Kustosz ks. kan. Mirosław Pstrągowski, witając obecnych, słuchaczy i oglądających Telewizję Trwam, przypomniał, że Radio Maryja swój sygnał zaczęło najpierw nadawać w Toruniu i Bydgoszczy. – Tutaj wszystko się zaczęło. Biorąc udział, prawie co roku 8 grudnia w tych uroczystościach, zastanawiałem się, kiedy radio przyjedzie do naszej parafii. Dzisiaj jest ten pierwszy raz – mówił, zapraszając do modlitwy w intencji rozwoju rozgłośni i powstałych przy niej dzieł ewangelizacyjnych.

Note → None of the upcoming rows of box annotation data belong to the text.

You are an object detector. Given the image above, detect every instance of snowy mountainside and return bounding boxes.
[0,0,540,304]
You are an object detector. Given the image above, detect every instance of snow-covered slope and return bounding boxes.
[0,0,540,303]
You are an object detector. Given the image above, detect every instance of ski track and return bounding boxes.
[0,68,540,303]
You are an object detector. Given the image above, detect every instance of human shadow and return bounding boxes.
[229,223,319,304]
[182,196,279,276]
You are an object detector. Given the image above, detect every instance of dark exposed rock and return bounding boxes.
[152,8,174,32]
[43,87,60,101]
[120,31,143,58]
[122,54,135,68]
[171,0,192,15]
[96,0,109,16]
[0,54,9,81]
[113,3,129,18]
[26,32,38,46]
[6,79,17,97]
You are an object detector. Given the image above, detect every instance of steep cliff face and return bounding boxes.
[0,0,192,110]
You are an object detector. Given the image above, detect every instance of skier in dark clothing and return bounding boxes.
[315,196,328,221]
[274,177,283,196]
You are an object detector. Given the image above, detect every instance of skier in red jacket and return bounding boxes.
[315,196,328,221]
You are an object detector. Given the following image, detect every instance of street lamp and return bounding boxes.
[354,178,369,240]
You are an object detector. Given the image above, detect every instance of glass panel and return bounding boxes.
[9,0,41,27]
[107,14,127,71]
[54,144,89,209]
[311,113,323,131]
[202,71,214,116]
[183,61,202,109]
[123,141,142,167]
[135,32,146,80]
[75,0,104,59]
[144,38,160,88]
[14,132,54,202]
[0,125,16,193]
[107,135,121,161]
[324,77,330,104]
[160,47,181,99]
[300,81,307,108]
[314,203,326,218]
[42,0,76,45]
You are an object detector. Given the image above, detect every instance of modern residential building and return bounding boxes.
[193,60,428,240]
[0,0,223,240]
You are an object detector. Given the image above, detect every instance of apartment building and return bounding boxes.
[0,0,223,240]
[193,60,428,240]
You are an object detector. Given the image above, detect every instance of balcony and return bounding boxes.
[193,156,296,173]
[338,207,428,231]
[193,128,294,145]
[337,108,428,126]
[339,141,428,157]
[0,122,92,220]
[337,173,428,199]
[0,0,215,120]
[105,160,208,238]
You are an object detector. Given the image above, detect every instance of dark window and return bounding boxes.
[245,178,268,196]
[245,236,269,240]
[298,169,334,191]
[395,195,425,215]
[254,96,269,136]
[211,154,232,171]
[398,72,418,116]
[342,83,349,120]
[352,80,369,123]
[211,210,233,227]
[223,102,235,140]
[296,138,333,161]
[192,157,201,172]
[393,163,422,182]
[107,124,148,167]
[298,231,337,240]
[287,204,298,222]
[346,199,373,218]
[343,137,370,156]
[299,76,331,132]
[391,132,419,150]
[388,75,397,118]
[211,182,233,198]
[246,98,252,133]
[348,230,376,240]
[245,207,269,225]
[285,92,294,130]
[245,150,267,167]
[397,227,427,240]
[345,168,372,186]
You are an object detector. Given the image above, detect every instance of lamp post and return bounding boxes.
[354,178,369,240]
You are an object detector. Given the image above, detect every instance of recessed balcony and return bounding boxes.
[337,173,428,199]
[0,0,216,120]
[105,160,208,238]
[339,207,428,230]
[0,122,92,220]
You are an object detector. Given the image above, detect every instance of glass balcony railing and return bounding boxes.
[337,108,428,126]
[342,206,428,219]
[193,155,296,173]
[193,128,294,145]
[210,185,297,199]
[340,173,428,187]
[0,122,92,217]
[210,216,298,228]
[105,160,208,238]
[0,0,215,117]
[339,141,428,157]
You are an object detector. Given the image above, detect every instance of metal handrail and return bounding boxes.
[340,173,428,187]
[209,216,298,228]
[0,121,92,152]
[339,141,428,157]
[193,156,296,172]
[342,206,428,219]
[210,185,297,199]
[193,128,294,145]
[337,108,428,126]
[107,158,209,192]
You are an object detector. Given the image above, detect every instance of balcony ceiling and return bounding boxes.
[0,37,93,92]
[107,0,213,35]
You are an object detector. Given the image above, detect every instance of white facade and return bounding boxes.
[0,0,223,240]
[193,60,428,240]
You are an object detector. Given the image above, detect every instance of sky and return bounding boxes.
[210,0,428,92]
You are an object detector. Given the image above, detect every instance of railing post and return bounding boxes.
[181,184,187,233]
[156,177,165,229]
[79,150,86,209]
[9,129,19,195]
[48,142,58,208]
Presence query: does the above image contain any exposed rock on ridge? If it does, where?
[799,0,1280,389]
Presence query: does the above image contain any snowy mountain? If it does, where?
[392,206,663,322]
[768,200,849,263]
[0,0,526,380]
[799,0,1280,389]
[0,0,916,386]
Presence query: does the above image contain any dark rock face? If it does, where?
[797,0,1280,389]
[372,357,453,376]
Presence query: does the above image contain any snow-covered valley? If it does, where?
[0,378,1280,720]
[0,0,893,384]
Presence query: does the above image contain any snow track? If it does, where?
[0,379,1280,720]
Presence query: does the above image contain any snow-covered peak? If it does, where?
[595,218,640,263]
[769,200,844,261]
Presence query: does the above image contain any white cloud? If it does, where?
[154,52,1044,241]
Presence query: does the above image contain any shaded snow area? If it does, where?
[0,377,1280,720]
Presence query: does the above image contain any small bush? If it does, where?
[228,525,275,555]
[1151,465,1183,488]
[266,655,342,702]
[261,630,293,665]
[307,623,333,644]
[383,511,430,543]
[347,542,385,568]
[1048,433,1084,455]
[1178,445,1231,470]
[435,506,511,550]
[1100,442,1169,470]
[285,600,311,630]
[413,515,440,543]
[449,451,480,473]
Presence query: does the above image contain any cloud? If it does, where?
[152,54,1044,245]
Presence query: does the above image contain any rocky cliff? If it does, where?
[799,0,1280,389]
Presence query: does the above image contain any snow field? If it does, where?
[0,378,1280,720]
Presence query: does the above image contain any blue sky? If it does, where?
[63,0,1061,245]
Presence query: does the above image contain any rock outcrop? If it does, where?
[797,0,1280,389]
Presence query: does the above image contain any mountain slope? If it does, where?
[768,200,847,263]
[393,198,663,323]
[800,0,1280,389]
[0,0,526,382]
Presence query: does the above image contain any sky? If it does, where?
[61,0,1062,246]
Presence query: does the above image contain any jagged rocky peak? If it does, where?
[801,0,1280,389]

W homilii bp Włodarczyk podkreślił, że Maryja uczy nas, byśmy słuchając Boga, Go usłyszeli. Bo – jak dodał – można słuchać, a nie słyszeć. Nawiązując do adhortacji św. Pawła VI z 1974 roku, według bp. trzeba przypomnieć, że Maryja jest „Dziewicą słuchającą”. Tą, którą Kościół stawia nieustannie za wzór słuchania tego, co Bóg ma nam do powiedzenia. – Maryja umie słuchać. To nie jest zwyczajne, powierzchowne „słuchanie”, ale takie, na które składają się czujność, przyjęcie i dyspozycyjność wobec Boga – powiedział.
Aby głosić Ewangelię z mocą, trzeba według bp. Włodarczyka słuchać najpierw na wzór Maryi samego Boga, a potem tych, których spotykamy na drodze naszego życia. – Pozwolić „wygadać się” osobom poranionym, z trudną historią życia. Dziękuję za to, że Radio Maryja słucha i wysłuchuje tych, którzy mówią – dodał. Podkreślił, że rozgłośnia uczy również tego, że kto potrafi słuchać Boga, nie ma kłopotu ze słuchaniem drugiego. – Bo jak można usłyszeć człowieka, który stoi obok i uważać, że nie ma on nic ważnego do powiedzenia, albo w ogóle nie warto, by był słuchany. Słuchać drugiego człowieka, to droga świętości – dodał.
Następnie biskup postawił kilka pytań. – Czy nie jest tak, że wciąż wolimy bardziej słuchać ludzi, niż Boga? Czy nie próbujemy dopasowywać się do ludzkich poglądów, usiłując nasze doświadczenie wcisnąć w ramy poprawności społecznej i politycznej? Czy nie łatwiej nam odrzucać dowody Bożego działania, byle tylko zachować swój, często budowany latami, wizerunek w pracy czy towarzystwie? Bóg jednak oczekuje od nas czegoś innego. Nie po to przemawia do nas słowami Ewangelii, byśmy pozostali zamknięci w ciasnym pokoju naszych poglądów – mówił.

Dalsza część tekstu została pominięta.